With a population of 175,000, Turku is now the fifth largest city in Finland. Today, Turku is a relic of Europe’s storied history, much like dozens of other small, walled in cathedral towns scattered all over the continent. For Americans (and other non-European) travelers, these towns are exactly what bring us to Europe time and again. We don’t have ancient cathedrals and castles in the USA and our heroes are from the musket era. Whereas, towns like Turku entertained knights and Vikings and princes in their time.
A visit to the Turku Castle and museum is an essential part of any trip to this region, though it is not necessarily the most important.

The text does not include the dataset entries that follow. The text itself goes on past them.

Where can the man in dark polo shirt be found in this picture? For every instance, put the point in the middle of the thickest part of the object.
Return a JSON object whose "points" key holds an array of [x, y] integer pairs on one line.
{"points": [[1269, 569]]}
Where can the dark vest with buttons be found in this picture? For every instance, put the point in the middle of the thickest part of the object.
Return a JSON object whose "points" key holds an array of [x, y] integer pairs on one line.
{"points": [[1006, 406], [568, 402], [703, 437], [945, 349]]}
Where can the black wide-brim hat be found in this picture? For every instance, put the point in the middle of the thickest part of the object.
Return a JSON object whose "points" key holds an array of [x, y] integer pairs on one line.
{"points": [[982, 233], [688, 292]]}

Finland is a beautiful country of islands, fjords, forests and mountains. In the southwest, upriver from Turku, there is the Green Triangle, a collection of rolling green parks connected by nature trails and mountain hikes. The Turku Archipelago is one of the largest in the world and is also conveniently connected by bridges and roads. Several of the islands are tourist-friendly with food and lodging available, others are strictly for the visitor, who wants a glimpse of the sea from a windy atoll.
Since its founding, Turku has always been a gateway to Europe and to Finland’s interior. The city’s proximity to Sweden and the rest of Europe made the citizens of Turku more open to strangers and their ways. Sweden ruled Finland from Turku for a period of time and Finland’s first Swedish language university was founded here. Turku was also among the first to reach-out to the Soviet Union in order to foster understanding between East and West. Almost all towns that begin as market places seem to maintain that laissez faire attitude towards “foreigners” and their strange customs and religions — this along with a healthy dose of education. Finland’s first university, first school and first international school were established here and there are currently more than 30,000 students in Turku at any given time.
Given its history and modern demographics, its not surprising to hear that Turku holds several rock festivals each year, including one of the largest electronic festivals in Europe, Down by the Laituri, held toward the end of July, which fills the streets every year. During the summer, its important to know that Turku will have some sun until roughly midnight. This makes the “nightlife” rather more raucous then you would expect from an old ex-capital on the fringes of Europa. There are many, many pubs in Turku (to insulate during the cold winter and enable during the burst-out of summer) — a favorite spot is along the Aura River where pub boats tie up to the bank and fill up with guests having a pre-stroll drink. July might just be the best time to visit weather wise, culturally and for fun: the sun is up for 18 hours, the Medieval Market starts in July and the festivals roll in toward the end of the month.